15 000 душ | страница 37
Они стояли перед своим жилищем, в снегу, озаренные ярким солнечным светом. Какой он был нежный, мягкий и золотистый! Сонливости и похмелья как не бывало!
На снегу хрустела сажа. Крапинки сажи, темная рябь. А за ней — столпотворение; огромное око, расплывчатое пятно посреди блеска.
Погожий денек!
Следы от полозьев.
Ледяная пыль.
А прямо под ногами — тень Смунка, черная и тучная. Хохот.
Ветер трепал мех на его шубе. Запах смерти.
Шкура, что ли, уже сгнила? — Они тут были вдвоем. Смунк выглядел молодцом. Вазелина сморило, Ляйхт был вдрызг пьян. Бедный малый! На этот раз он явно перебрал. Пол-ящика! Конвульсивные подергивания! — Клокман тихонько погладил его по усикам.
Потом он взял его руку и закрыл ладонью глаза, чтобы его не слепил яркий свет.
— Еще один рекорд! Да уж. Слава богу.
— Что это было? — Герр Смунк!!!
Пролетела стая ворон, словно каркающая гирлянда.
Клокман снял шапку.
И тут их взорам предстало великолепное зрелище.
Внезапно — одним махом! — круги восьмерки встали на дыбы, — сточенный полозьями лед треснул, — два гигантских диска, казавшиеся издали овальными, огромные стекла на часах или зеркала, то просвечивающие, то отражающие свет, два подноса, — они взметнулись еще выше, с громом, грохотом и скрежетом, — какими слабыми были по сравнению с этим шумом крики обреченных на смерть! — отдыхающие полетели кувырком, как клопы, как коричневые катышки, по стремительно переворачивающейся и вот уже — в мгновение ока! — перевернувшейся и тихо поблескивающей льдине.
Огромная пластина из света и льда! Гулкая!
Исполосованная темными подтеками!
Треск!
— Боже мой, — сказал Смунк. — А как же наши необъятные замыслы! Наши дерзания!
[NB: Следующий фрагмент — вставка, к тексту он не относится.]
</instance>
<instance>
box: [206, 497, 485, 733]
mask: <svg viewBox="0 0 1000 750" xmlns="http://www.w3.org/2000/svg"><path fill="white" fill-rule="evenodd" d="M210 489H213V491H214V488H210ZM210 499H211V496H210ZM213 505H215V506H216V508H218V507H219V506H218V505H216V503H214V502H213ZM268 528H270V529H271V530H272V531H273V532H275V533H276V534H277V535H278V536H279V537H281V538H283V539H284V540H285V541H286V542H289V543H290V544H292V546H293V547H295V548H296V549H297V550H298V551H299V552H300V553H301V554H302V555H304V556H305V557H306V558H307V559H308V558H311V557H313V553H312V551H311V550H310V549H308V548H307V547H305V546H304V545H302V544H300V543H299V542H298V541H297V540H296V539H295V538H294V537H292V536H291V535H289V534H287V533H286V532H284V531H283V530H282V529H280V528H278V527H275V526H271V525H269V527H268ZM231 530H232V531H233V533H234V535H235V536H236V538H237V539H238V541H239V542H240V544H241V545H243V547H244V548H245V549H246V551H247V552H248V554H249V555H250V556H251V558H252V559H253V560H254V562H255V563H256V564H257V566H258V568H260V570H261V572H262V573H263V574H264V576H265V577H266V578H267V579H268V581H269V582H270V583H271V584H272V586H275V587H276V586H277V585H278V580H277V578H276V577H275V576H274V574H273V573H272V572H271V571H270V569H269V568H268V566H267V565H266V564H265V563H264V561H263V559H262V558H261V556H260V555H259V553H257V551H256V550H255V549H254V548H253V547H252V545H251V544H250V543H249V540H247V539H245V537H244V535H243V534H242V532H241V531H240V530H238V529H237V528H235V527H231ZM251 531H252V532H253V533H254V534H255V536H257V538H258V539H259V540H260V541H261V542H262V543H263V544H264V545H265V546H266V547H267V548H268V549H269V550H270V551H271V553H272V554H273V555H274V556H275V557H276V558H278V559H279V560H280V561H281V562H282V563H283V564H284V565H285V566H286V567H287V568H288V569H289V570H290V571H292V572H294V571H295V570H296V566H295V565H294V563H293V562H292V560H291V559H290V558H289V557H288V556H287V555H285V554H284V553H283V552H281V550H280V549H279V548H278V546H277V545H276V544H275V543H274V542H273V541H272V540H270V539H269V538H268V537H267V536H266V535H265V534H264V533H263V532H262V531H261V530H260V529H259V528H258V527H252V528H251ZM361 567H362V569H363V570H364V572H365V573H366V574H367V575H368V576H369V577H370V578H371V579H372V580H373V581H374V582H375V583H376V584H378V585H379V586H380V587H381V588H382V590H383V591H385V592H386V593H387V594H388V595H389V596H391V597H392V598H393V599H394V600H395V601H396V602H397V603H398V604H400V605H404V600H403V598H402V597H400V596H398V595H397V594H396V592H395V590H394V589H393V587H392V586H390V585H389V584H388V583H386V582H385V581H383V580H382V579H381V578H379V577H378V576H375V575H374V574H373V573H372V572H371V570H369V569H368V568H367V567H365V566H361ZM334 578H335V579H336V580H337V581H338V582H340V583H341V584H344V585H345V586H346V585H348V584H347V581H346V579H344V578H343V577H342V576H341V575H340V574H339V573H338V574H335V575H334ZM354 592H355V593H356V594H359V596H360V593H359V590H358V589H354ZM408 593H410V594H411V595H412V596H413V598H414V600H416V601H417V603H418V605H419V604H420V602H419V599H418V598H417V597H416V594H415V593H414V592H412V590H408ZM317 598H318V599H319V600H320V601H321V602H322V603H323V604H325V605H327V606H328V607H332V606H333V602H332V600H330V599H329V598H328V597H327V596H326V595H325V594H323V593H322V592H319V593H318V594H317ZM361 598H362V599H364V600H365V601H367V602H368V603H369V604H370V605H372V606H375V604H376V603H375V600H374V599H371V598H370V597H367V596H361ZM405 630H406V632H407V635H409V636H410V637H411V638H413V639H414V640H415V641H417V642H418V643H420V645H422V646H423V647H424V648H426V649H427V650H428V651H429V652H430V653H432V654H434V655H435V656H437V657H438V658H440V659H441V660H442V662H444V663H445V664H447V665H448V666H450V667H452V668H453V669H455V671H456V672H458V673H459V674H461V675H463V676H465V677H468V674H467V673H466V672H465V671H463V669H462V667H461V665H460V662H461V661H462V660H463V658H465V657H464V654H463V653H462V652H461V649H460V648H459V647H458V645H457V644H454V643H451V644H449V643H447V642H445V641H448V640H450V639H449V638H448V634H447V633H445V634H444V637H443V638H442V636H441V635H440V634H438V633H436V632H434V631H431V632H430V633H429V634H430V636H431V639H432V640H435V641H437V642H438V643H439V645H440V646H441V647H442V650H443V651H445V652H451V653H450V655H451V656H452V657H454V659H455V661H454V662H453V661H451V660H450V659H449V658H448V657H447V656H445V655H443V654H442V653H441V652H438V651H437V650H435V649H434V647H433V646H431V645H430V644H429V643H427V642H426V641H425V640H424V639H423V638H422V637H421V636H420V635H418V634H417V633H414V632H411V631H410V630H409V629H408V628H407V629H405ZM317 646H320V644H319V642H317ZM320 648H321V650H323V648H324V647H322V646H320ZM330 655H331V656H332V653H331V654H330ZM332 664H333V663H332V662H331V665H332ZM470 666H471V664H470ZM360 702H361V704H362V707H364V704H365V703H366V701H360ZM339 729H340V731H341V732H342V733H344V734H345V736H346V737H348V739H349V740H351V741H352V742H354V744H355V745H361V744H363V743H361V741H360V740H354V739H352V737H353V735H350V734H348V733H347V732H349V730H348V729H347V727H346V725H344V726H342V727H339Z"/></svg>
— Чего уж теперь, — отозвался Клокман. — Они утонули.
Ударили вверх гейзеры бурлящей болотной жижи, и на ветру, как цветы, заколыхались распустившиеся в воздухе водяные воронки, наполненные льдом и поплавками.
По нулям!
Восьмерка — это два нуля, как сострил Ляйхт.
Они оставили его без гонорара! Начальство из центрального агентства! Конец мечте! — К кульминационному моменту следующей сцены Клокман приближается в слегка подавленном состоянии. Снаружи он снова привел себя в порядок, помылся и даже благоухал лосьоном для бритья. Он был в знакомом нам костюме, в начищенных туфлях, с опухшими глазами. Полупустой чемодан он оставил в гостиничном номере, но мы избавим читателей от его описания.
Клокман уже протрезвел.
Раскрытый чемодан лежал на стуле, со спинки которого свисала его мягкая крышка. Чемодан был черный.